Toutes choses sont difficiles au commencement; mais dès qu'on les a faites une fois avec industrie & patience elles deviennent bientôt faciles à être entendues : Si vous considérez & prenez bien garde à l'Esprit ou AME de la LUNE, vous comprendrez fort aisément le principal du travail & la fin de son utilité : c'est pourquoi je vous le proposerai par l'exemple & vous rendrai savants par la règle & façon de faire des paysans, afin qu'un jeu d'enfants vous donne occasion de considérer & chercher le profit d'une chose plus relevée.

Un Paysan sème sur un Champ bien préparé la Semence du LIN, [cette allégorie se retrouve exposée de façon semblable, dans le Traité des Choses Naturelles et Supernaturelles. Notez que le LIN a fait l'objet de travaux tout à fait singuliers, dus à Geoffroy dans un des Mémoires de l'Académie royale, daté du 11 mai 1707, a-t-il été conduit à écrire qu'un mélange d'huile de lin avec des terres argileuses ou celui résultant de l'application d'huile de vitriol avec les huiles éthérées, fournissait du fer. On a rétorqué à M. Geoffroy que ce fer était déjà tout formé dans les substances qui étaient mises en présence. Celui-ci a convenu que les argiles contenaient des traces de fer, mais en si petite quantité qu'il fallait bien le chercher pour le trouver. Il a mis en avant la quantité de fer non négligeable que l'on trouve dans la tête morte de l'huile de lin, au point que certaines liqueurs peuvent fournir beaucoup plus de fer, à proportion qu'il n'y en a dans certaines eaux vitriolées. Mais ce que M. Geoffroy ignorait peut-être, c'est que les sels de fer, à leur minimum, n'ont pratiquement pas d'action sur la noix de galle, au lieu que, poussés à leur maximum par la calcination, ils donnent alors une couleur noire ce qui explique la réaction obtenue avec le Caput mortuum de l'huile de lin. Signalons aussi que le lin se dit en latin BASTUM, dont l'autre sens est trompette, cf. Mutus Liber.] laquelle après la Putréfaction sort & végète hors de la Terre, étant aidée par l'opération des Eléments, & nous présente une Matière ou herbe de LIN avec sa Semence, mais multipliée, laquelle on sépare du LIN après qu'il a été arraché de la Terre. Mais ce LIN ne saurait être utile s'il n'est Putréfié & purifié après avec de l'EAU, putréfaction par laquelle le Corps s'ouvre & en lui se trouve une Chose utile ; La putréfaction achevé, ce LIN est Séché par l'AIR & par le SOLEIL, & cette coagulation, souventes fois réitérée, il parvient à une autre forme dans laquelle, après plusieurs autres travaux, il devient plus parfait.
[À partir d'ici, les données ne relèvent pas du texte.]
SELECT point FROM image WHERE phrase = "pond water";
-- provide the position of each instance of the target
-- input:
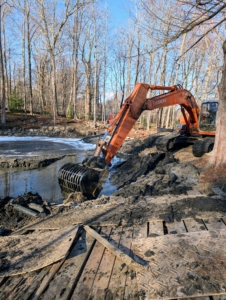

Ce LIN ainsi préparé est battu, rompu, purifié & tiré par un certain outil de bois appelé par plusieurs Brisoir ou Mâchoire, [genuV : évoque aussi un crochet ou le tranchant d'une hache : c'est le FEU des sages qui est évoqié. Voyez Atalanta fugiens, XXIII.] afin que le Pur se sépare de l'Impur & les parties Grossières d'avec les Subtiles, ce qui ne pouvait se faire avant cette préparation : Après, ce même LIN est filé & les filets sont bouillis dans l'EAU ou lessive afin qu'une nouvelle & légère Putréfaction s'y fasse, & que les impuretés restées s'en séparent; [le lin a ici la même disposition que le talc préparé, cf. Atalanta fugiens, III.] après cela ils sont séchés & donnés à l'Artisan qui en fait de la Toile, & cette Toile, après quelques Humectations réitérées, est rendue belle & Blanche, puis coupée par Tailleur, Lingères ou autres pour l'utilité d'un Ménage, & quand cette Toile est usée & déchirée, alors on amasse les pièces ou Drapeaux & on les porte au Moulin, où il s'en fait de bon PAPIER dont on se sert après à Ecrire ou Imprimer les beaux LIVRES que nous voyons être les nobles dépositaires du Trésor des plus rares & plus doctes Traditions de tous les Arts & Sciences, & qui font l'ornement des Cabinets les plus curieux & plus précieux.

Ce PAPIER ainsi fait étant mis sur un Métal ou sur un verre & étant allumé & brûlé, le Mercure végétal de ce PAPIER s'en retourne dans l'Air & s'envole, laissant son SEL dans les Cendres [la logique veut que la Lunaire, SEL incombustible, la SALAMANDRE, cf. Atalanta fugiens, XXIX, reste dans les cendres du papier.] avec un SOUFRE Brûlant : car tout ce qui ne se consume pas se résout en HUILE, laquelle est un bon liniment pour ceux qui ont mal aux yeux & qui ont la vue troublée. Cette HUILE ainsi faite a une Graisse excellente, que la Matière du PAPIER a retenue avec soi de la Semence du LIN, & ainsi la dernière Matière du LIN qui est le PAPIER se résout en Première Matière ; Savoir: en cette onctuosité Sulphureuse, avec séparation de son MERCURE & de son SEL, afin que, par la dernière, la première Matière se connaisse, & par cette première, ses opérations & vertus.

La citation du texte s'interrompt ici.